Judge rebukes mines minister for flouting court procedure in charter battle
Mosebenzi Zwane has again disregarded an agreement to lodge an answering affidavit
Fresh from a scathing rebuke from judge Ramarumo Monama for not following court procedure, Mineral Resources Minister Mosebenzi Zwane missed a deadline last week to file an answering affidavit to a Chamber of Mines challenge to the third version of the Mining Charter.
Zwane, the first respondent in the chamber’s interdict against the charter, has again disregarded an agreement to lodge an answering affidavit.
He missed the July 31 deadline set in an undertaking he had with the chamber to suspend implementation of the charter in exchange for more time to prepare an answering affidavit, pushing the court date into September from July 18.
The minister must seek court condonation of a new date to submit an answering affidavit and to explain why he missed the July 31 deadline he had proposed, and which the chamber and department agreed to.
"The minister must still file an application for condonation of his late filing of his answering affidavit to the chamber’s application for an urgent interdict set down for September," said Elize Strydom, who heads the chamber’s legal challenges against the department.
If the chamber rejects the condonation there could be a cost order against the minister or a judicial rebuke.

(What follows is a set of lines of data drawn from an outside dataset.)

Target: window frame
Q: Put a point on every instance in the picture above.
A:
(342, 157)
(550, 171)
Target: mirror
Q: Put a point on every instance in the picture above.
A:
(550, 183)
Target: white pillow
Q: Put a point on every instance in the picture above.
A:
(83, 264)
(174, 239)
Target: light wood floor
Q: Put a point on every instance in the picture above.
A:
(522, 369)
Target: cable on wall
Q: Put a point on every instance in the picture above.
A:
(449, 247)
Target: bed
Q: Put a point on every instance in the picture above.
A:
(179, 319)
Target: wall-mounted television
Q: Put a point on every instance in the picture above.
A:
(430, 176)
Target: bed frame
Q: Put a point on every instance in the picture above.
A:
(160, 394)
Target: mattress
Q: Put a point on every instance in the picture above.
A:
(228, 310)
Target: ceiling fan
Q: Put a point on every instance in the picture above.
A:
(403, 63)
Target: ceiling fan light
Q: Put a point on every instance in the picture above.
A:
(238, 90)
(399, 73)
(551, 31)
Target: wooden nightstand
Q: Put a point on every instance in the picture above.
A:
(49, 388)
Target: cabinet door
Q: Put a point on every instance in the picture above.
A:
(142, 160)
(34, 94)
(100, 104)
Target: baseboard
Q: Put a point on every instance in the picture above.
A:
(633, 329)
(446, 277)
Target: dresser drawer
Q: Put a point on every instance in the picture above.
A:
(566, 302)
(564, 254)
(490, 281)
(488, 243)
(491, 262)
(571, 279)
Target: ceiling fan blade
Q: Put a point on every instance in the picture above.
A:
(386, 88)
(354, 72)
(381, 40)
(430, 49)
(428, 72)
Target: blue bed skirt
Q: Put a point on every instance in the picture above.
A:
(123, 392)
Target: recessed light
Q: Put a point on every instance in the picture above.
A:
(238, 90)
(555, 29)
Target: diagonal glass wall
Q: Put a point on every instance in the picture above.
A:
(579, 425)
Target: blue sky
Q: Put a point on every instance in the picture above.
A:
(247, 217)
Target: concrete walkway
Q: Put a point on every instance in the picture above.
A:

In a blunt and critical review of the minister’s behaviour, the judge on Friday gave Zwane 14 days to submit a written explanation for his behaviour that exhibited the "utmost disrespect" towards court procedures and the Constitution by not bothering to file an answering affidavit in the chamber’s interdict to stop his proposed moratorium on issuing new mining and prospecting rights as well as suspending mineral rights transfers.
"Minister Zwane has been made aware of the proceedings today in the Pretoria High Court during which judge Monama acceded to a request by counsel for the minister to allow him the opportunity to file an explanatory affidavit within 14 days," said department spokeswoman Ayanda Shezi.
Monama was angry at the way the minister flouted court procedure, saying he neglected to deal in an answering affidavit with the serious charges in the chamber’s founding affidavit that the minister had acted outside the powers granted to him in the Mineral and Petroleum Resources Development Act, was "incompetent" and had acted unlawfully. The judge was also upset that Zwane neglected to formally inform the court or the chamber that he had changed his mind about the proposed moratorium, instead relying on tweets and a media statement to rescind his notice.
"If the minister can act like this, what stops ordinary people from doing as he does?
"Such conduct is tarnishing Brand SA," the judge said.